McCaul — a guitarist who plays every day, attends Austin City Limits in his hometown and saw U2 on its first U.S. tour in 1981 — tops this Republican list, and will join Jam, Terry Lewis and U.S. Rep. Ted Deutch, a Florida Democrat, as Grammys on the Hill honorees this year. McCaul co-sponsored 2018’s Music Modernization Act and the Save Our Stages bill, which brought $15 billion in funding to pandemic-challenged concert venues, and he’s working with Democratic House colleagues to pass the HITS Act, which would allow musicians and producers to deduct recording expenses on their taxes. (“It’s a matter of gathering focus in the midst of many competing priorities,” he says of the pending bill from July 2020.)

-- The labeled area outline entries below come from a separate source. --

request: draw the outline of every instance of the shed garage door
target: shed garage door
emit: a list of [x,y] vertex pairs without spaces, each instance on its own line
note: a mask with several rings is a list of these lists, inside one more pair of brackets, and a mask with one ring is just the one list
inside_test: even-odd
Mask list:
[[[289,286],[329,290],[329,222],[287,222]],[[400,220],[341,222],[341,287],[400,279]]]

McCaul regularly attends Grammys on the Hill, which he calls “an opportunity to reconnect with old friends and highlight my musicrelated legislation.” Working with Deutch, McCaul in January introduced the PEACE Through Music Diplomacy Act to boost musicrelated exchange programs in an attempt to “advance peace abroad.” The bill, he says, “takes my belief in the power of music and appreciation for its creators to a global scale.”
Will music bills repair the ugly partisan wounds of the past decade by uniting Democrats and Republicans? Not a chance. But, as McCaul says by email: “I’ve always believed that music is a vital part of American society and a powerful tool to promote peace worldwide. And I think many of my colleagues on both sides of the aisle recognize this as well.” His favorite Austin artists are singer-songwriters Kacey Musgraves and Patty Griffin, the former a staunch liberal, the latter an outspoken voting-rights advocate, so maybe there’s hope.